To summarize: a web page for every song, a page view for every play.
Background conversation
Here is relevant conversation from the comments on my post about a dedicated page for a song.
Jay Fienberg:
Someday, I’d like to be able to just put http://soupgreens.com/froginthewell/ in my “music player” and have it all in my library–which needn’t be just a collection of music files on one computer, but could be a very multi-medium, multi-source, multi-network, multi-device interlinked library of and about music.
[…snip…]
For Err or Man, besides album covers and the lyrics for each song, each song itself also has 2+ pieces of visual art. And, more a/v may come in the future. So, for each of these songs, I need to create not only a song “page,” but a song “(mini) site.”

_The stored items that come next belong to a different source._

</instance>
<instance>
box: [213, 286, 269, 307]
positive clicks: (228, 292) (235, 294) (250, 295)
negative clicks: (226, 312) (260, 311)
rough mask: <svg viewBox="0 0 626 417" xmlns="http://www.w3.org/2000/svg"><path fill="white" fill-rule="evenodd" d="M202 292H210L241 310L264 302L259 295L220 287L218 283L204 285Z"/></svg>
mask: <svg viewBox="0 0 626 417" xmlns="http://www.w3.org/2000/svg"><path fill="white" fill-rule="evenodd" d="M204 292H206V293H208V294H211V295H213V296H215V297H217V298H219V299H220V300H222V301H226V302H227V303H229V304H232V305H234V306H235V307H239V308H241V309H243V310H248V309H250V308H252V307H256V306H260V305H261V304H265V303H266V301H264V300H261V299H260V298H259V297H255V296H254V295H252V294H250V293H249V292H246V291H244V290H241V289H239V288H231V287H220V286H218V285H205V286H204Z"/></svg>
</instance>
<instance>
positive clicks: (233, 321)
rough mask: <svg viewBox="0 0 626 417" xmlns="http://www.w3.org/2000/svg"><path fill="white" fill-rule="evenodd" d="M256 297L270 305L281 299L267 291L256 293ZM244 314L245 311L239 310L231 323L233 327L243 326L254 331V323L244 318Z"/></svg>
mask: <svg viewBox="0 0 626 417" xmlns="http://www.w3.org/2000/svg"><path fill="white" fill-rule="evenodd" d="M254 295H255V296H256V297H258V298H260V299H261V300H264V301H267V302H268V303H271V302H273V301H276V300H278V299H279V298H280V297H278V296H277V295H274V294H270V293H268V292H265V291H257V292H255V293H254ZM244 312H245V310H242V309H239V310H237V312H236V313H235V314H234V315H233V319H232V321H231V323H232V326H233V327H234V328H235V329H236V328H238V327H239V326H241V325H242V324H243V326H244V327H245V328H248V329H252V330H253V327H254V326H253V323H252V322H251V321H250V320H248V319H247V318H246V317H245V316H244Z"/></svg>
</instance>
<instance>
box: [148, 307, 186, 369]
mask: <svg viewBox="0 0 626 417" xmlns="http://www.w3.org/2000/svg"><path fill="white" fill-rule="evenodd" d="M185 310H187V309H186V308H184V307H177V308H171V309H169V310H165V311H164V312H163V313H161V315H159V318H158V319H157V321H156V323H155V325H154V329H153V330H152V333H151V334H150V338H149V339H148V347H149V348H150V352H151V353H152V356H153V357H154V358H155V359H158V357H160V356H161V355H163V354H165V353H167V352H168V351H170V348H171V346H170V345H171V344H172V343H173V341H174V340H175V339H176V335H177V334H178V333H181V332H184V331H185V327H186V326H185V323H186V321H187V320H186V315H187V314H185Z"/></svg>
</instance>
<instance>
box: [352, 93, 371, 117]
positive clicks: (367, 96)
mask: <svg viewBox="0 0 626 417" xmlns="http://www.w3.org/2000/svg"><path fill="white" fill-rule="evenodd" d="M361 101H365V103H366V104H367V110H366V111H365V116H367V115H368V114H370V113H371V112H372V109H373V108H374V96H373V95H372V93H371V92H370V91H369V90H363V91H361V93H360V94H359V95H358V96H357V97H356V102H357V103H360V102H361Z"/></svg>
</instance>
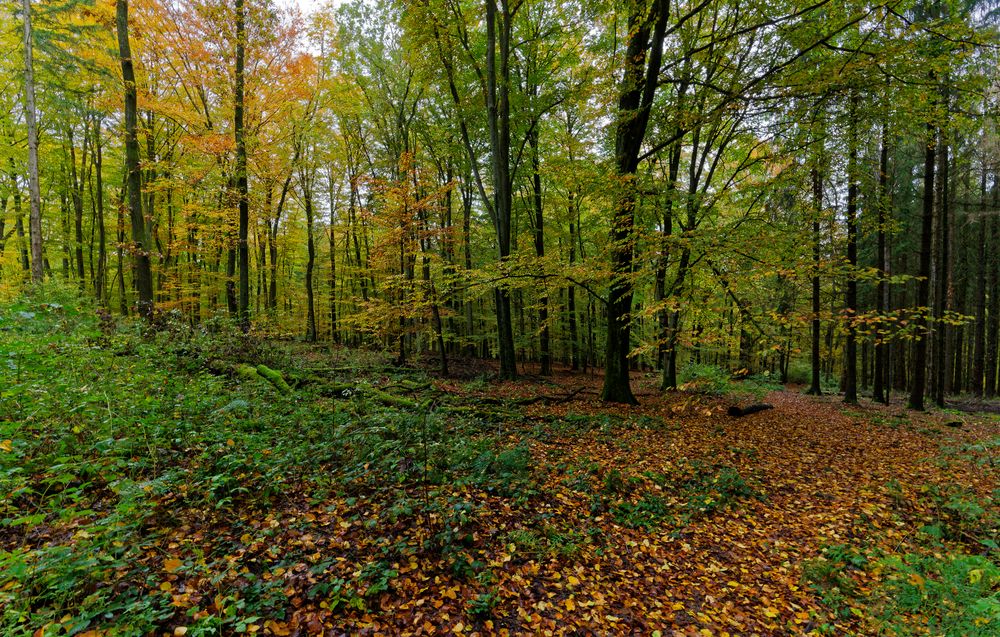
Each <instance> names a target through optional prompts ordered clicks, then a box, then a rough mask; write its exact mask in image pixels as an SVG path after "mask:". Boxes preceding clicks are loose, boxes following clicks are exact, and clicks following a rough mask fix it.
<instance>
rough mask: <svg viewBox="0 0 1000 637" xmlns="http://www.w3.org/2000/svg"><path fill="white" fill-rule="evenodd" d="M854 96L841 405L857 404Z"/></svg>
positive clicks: (848, 223) (847, 234)
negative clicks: (845, 325) (843, 373)
mask: <svg viewBox="0 0 1000 637" xmlns="http://www.w3.org/2000/svg"><path fill="white" fill-rule="evenodd" d="M857 107H858V96H857V93H854V92H852V93H851V97H850V106H849V110H850V113H849V114H848V118H849V120H850V121H849V122H848V127H849V132H848V137H849V139H848V146H849V148H848V151H847V152H848V158H847V180H848V184H847V267H848V272H847V285H846V286H845V288H846V289H845V295H844V302H845V308H844V313H845V319H846V320H847V343H846V347H845V350H846V355H847V360H846V365H845V370H844V372H845V373H844V381H845V382H844V402H845V403H850V404H857V402H858V351H857V350H858V339H857V326H856V325H855V323H854V320H855V318H856V317H857V313H858V277H857V267H858V181H857V171H858V165H857V164H858V143H857Z"/></svg>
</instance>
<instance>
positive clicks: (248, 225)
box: [233, 0, 316, 338]
mask: <svg viewBox="0 0 1000 637" xmlns="http://www.w3.org/2000/svg"><path fill="white" fill-rule="evenodd" d="M235 2H236V95H235V96H234V101H235V103H234V105H233V120H234V121H233V132H234V134H235V136H236V193H237V195H238V196H239V243H238V252H239V271H240V299H239V309H238V315H239V323H240V326H241V327H242V328H243V330H244V331H246V330H248V329H250V249H249V245H248V243H247V235H248V233H249V229H250V198H249V193H248V190H249V189H248V182H247V146H246V132H245V130H244V127H243V110H244V96H243V92H244V84H245V78H244V63H245V59H244V58H245V57H246V7H245V4H244V0H235ZM310 240H311V237H310ZM311 293H312V291H311V289H310V294H311ZM311 309H312V305H311V304H310V310H311ZM315 336H316V334H315V325H313V338H315Z"/></svg>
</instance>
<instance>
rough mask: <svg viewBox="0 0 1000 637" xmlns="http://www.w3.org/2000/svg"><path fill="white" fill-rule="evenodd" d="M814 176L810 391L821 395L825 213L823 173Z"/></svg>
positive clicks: (813, 185)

But, this is the web, so it’s straightforward to create these kinds of multifaceted / relational collections of the mixed-medium info that make up what we call a “song.” What’s missing is the music player / web browser hybrid that understands the song as existing in this kind of interconnected context.
Crosbie Fitch said:
Let the page be the AUTHORITATIVE source for that work. Ensure the URL has the ISBN, or if that isn’t relevant, the MD5 digest of the FLAC (for integrity checking). Would be good to have a standard for indicating authoritative URIs for digital works.
Make the page the PermaLink for the work.

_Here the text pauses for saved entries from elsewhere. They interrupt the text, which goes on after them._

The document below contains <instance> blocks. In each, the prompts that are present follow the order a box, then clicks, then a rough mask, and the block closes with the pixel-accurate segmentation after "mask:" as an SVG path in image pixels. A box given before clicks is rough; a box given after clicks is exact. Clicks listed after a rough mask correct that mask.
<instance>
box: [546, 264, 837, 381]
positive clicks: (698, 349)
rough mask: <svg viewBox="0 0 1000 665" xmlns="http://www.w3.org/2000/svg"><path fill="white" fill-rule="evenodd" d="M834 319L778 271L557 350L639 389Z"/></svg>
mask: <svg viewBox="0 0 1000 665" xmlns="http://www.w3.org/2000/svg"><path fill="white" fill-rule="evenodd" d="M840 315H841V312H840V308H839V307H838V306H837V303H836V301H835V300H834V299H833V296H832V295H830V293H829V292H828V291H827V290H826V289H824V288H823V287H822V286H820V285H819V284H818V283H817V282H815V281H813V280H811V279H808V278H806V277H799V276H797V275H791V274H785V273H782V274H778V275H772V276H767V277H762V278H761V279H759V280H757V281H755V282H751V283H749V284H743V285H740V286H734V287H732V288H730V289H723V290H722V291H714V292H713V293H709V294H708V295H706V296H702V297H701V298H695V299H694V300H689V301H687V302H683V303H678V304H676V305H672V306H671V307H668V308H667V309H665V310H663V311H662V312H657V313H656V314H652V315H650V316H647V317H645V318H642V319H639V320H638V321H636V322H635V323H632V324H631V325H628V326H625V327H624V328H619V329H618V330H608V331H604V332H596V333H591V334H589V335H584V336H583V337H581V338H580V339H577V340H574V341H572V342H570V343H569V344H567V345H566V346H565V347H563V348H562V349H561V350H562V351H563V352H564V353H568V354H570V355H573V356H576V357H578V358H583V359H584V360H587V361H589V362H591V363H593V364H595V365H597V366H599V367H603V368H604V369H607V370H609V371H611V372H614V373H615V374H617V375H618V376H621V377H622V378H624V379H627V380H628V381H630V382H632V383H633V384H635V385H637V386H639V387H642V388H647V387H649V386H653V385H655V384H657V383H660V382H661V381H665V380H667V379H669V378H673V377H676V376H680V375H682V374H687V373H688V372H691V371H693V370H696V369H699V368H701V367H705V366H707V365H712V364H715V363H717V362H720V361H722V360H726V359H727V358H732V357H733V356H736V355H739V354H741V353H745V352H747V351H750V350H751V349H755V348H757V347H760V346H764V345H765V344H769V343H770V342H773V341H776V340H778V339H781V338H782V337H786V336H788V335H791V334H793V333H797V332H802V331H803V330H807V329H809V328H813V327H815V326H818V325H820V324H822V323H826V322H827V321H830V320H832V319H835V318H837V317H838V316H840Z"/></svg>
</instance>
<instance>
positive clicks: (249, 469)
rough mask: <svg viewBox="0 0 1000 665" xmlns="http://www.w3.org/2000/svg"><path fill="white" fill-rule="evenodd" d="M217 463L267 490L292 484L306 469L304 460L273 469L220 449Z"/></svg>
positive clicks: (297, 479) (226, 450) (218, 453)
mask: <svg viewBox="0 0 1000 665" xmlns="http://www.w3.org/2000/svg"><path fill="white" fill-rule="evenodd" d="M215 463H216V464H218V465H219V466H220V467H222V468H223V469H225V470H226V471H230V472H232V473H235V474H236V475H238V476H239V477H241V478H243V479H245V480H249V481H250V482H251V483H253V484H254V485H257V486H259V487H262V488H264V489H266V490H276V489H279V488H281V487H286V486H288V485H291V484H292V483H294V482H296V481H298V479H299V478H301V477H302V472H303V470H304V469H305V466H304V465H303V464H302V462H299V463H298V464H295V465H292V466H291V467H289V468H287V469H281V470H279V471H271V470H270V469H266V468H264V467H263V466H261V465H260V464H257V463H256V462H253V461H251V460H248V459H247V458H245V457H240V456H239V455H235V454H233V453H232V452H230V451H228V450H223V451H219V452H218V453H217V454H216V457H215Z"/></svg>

That page (with the artist’s domain in the URL) is gospel for the work. Encode the page’s URL in all metadata for all files.
Bung metadata in the page’s HTML.
As for a tip jar “I would have gladly paid $n.nn for this, let me rectify that now”, yes, you could put that on this page.
Pledging is a matter of chipping in a small amount contingent upon the production and release of future work, either any work or a specific work. So you could have a pledge button on the artist’s page “I’d like to pledge a quid to you for your next work, hopefully to be released soon” (qv http://www.quidmusic.com). You could also accept requests, and create pages for frequently requested works not yet embarked upon “I think you could do a great rendition of song X, there’s $N from me upon that fine day”, or for your suggestions of things you could do “Yup, I think your ideas of doing work along those lines would be worth exploring, I’ll chip in 50 cents for that”.
NB Pledges are not tips or charitable donations, but commissions/bargains/purchases/patronage, the new deal: art for money, money for art.